Nelson even was the plate umpire for Halladay's victory during Game 5 of the 2010 NLCS. He didn't come as close to perfection that time around, missing five pitches for a still-impressive 96.7 percent accuracy, but neither did Halladay.
But like Halladay, whose Phillies defeated the Giants 4-2, Nelson turned in a solid performance to solidify his already sterling baseball resume. Nelson has received prestigious postseason assignments for four consecutive years starting in 2008. He was ineligible for postseason consideration in 2007 after missing too many regular season games while recovering from an illness, though he was selected to work the All-Star Game in 2006.
Unlike Halladay, however, Nelson can't credit his near-perfecto to hitters bailing him out on bad pitches. He of all people cannot thank the umpire for widening the strike zone. And he could never credit his defense for making spectacular plays or his catcher for calling the right pitches in the right spots. If anything, Nelson's job is complicated by both catchers' framing of pitches in an attempt to earn an incorrect strike call.
The perfect game and the no hitter.
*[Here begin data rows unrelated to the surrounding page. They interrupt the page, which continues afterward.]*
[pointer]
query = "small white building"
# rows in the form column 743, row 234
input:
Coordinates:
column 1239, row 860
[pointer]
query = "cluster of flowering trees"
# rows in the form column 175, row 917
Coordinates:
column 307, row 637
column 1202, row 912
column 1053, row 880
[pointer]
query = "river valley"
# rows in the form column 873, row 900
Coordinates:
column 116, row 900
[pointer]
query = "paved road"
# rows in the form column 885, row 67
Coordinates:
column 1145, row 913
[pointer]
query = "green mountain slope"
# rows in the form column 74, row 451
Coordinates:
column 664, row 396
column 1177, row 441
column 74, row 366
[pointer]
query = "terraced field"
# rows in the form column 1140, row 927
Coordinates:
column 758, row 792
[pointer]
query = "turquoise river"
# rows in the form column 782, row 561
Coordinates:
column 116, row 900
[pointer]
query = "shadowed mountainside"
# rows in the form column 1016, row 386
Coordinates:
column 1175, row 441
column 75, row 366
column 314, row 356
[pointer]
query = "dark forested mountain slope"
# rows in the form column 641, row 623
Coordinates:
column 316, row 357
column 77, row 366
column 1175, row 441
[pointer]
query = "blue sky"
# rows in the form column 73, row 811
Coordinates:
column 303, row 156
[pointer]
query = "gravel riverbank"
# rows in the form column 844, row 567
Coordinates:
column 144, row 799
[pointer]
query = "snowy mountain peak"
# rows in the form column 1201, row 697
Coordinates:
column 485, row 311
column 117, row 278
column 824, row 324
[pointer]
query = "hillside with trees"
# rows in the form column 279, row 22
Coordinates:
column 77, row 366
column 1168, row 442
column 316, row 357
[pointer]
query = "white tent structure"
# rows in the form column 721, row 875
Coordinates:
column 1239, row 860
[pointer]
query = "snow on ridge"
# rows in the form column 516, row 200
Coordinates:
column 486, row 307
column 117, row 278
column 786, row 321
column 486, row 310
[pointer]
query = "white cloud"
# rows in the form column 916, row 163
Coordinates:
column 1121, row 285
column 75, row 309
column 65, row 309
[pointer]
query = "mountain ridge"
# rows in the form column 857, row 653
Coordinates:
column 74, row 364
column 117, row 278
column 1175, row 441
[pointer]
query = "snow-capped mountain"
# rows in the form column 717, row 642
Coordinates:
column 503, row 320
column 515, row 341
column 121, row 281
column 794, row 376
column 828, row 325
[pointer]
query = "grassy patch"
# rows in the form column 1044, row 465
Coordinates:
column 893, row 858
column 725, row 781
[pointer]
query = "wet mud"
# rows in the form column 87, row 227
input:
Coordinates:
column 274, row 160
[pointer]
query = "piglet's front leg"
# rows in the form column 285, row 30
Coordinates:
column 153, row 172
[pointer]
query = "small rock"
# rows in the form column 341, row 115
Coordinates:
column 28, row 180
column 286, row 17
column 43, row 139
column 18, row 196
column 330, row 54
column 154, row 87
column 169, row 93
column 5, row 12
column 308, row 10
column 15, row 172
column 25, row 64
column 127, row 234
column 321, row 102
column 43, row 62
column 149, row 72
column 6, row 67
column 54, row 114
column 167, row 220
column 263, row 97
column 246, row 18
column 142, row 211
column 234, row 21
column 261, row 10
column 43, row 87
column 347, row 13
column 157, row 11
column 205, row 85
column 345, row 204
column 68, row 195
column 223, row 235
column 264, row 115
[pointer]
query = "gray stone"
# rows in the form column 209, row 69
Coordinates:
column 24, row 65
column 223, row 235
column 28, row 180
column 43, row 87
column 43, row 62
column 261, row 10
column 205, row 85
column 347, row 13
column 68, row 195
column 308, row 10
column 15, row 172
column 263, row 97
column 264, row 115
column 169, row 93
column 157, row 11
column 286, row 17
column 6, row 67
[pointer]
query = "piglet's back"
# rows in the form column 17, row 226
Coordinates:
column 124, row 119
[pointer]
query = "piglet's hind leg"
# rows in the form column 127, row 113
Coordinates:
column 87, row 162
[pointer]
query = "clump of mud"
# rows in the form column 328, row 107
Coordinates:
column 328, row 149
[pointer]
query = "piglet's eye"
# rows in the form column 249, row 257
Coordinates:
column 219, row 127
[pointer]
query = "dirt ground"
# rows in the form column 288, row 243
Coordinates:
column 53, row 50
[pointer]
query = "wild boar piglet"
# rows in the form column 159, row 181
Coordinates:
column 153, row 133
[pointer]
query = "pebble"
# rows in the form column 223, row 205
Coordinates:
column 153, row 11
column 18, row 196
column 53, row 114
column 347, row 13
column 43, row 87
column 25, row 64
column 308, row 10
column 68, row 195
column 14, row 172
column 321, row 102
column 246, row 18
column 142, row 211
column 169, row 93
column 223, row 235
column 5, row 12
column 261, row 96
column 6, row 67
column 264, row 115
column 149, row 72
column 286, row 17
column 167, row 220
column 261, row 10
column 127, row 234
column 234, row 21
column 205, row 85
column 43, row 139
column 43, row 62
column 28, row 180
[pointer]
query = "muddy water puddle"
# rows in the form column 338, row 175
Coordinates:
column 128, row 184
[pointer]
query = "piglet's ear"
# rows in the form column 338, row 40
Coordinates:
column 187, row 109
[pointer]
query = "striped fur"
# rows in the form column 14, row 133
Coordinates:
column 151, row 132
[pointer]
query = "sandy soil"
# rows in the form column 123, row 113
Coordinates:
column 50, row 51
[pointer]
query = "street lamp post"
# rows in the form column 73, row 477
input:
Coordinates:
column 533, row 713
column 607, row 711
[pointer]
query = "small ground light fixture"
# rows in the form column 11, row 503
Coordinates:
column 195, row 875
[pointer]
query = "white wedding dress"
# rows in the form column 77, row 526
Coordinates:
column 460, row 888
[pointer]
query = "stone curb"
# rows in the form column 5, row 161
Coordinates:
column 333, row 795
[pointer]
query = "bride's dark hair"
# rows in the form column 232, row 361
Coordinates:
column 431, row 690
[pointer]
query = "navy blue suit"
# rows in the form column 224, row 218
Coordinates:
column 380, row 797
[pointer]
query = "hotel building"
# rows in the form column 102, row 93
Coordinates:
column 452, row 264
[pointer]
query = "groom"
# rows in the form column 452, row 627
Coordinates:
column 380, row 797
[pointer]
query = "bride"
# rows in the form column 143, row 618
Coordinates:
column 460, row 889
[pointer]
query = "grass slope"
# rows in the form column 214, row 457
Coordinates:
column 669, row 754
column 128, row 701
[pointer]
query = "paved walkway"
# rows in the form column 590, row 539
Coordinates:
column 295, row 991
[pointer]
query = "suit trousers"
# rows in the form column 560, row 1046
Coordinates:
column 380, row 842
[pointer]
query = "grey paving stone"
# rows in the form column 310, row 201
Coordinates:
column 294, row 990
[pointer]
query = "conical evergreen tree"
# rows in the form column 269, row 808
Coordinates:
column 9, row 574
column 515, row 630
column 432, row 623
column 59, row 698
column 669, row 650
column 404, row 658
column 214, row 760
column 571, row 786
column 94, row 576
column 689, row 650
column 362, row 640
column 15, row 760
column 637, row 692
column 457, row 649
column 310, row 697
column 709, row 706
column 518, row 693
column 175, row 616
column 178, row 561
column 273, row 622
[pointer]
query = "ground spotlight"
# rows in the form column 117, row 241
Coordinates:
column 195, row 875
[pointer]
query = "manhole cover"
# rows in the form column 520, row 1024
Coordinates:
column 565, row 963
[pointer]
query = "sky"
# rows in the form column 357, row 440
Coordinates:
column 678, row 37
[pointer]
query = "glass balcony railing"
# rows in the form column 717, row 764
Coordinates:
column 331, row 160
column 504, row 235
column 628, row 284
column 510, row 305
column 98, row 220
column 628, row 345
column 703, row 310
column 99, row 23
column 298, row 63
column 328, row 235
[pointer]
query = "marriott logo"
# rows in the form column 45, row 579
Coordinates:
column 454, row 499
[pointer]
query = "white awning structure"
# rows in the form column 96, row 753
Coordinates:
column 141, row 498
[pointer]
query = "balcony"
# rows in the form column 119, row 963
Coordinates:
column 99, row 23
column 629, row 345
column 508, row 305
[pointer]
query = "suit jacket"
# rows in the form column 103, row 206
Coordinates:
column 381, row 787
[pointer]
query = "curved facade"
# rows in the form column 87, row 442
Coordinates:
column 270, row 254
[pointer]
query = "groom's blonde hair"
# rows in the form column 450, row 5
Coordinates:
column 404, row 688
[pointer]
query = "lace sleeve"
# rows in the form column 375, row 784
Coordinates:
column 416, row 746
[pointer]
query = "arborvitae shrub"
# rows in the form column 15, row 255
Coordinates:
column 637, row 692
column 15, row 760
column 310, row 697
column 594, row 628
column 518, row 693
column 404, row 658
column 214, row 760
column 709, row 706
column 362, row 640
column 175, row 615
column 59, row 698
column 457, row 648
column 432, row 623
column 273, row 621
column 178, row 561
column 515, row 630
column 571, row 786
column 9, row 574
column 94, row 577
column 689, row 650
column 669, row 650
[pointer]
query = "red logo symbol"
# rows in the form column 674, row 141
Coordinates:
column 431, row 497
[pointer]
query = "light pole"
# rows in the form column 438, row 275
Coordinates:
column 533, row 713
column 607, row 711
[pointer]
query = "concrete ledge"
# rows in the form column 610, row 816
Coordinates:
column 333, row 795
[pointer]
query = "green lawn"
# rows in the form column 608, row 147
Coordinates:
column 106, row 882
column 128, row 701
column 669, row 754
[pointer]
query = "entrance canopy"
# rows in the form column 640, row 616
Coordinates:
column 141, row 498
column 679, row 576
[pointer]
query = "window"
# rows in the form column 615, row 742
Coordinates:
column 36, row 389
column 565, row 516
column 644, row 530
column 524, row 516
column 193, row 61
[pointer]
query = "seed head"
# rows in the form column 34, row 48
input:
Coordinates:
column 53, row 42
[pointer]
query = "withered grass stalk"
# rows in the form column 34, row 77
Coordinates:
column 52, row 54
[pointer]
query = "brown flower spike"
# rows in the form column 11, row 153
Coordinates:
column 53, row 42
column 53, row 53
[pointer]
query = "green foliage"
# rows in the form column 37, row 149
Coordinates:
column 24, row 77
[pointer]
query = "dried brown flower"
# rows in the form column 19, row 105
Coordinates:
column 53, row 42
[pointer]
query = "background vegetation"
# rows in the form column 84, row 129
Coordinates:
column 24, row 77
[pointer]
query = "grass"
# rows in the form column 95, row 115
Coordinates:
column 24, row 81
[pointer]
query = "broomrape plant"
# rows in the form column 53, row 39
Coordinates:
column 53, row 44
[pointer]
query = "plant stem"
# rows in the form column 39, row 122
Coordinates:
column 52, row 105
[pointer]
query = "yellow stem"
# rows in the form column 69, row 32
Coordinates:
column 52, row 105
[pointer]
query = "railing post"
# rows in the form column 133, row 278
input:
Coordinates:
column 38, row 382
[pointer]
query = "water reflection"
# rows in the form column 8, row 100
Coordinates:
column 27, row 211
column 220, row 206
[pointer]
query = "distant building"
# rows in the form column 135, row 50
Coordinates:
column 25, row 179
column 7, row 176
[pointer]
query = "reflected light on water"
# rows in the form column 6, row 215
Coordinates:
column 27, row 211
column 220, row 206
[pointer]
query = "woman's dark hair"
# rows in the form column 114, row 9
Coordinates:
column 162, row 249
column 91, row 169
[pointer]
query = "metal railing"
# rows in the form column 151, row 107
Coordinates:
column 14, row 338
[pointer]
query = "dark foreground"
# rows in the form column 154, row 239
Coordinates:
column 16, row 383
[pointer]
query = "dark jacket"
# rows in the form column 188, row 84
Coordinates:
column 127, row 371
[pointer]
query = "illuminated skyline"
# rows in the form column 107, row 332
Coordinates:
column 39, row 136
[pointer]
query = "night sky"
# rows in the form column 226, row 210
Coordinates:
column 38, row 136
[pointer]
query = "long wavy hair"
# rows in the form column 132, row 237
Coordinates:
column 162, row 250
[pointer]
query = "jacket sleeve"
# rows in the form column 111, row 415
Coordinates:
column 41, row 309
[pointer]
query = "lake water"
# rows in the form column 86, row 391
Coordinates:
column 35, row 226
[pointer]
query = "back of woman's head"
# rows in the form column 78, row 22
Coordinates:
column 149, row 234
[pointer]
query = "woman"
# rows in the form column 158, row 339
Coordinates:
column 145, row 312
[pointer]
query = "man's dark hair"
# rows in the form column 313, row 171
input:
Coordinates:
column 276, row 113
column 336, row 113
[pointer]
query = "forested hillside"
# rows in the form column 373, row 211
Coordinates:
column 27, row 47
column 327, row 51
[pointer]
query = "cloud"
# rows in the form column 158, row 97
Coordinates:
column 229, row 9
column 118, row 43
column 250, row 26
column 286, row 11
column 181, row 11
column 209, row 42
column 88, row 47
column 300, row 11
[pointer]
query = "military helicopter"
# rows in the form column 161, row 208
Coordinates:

They routinely yet rarely happen during the half-year baseball season, usually to the best of pitchers no matter which team they play for.
When a pitcher is in the midst of a no-no or perfecto, fans of all teams gather round the television in anticipation of that final out, that glove toss and wild infield party that almost always immediately follows. Even opposing fans give standing ovations, disappointed by their team's loss, but appreciative of bearing witness to baseball history.
When an umpire is in the midst of his near perfect game, however, there is no party waiting to start. There is no added excitement in the air. There is no tension that rises until that last out when all insanity breaks loose.
When an umpire calls a near perfect game, the winning team cheers, the losing team sulks, and the men in blue or black walk off the field unnoticed, not to be glorified in the history books for all time nor cherished for years to come.
But for an umpire, that's exactly how it should be. By calling the umpiring equivalent of a no-hitter, Jeff Nelson was simply doing his job.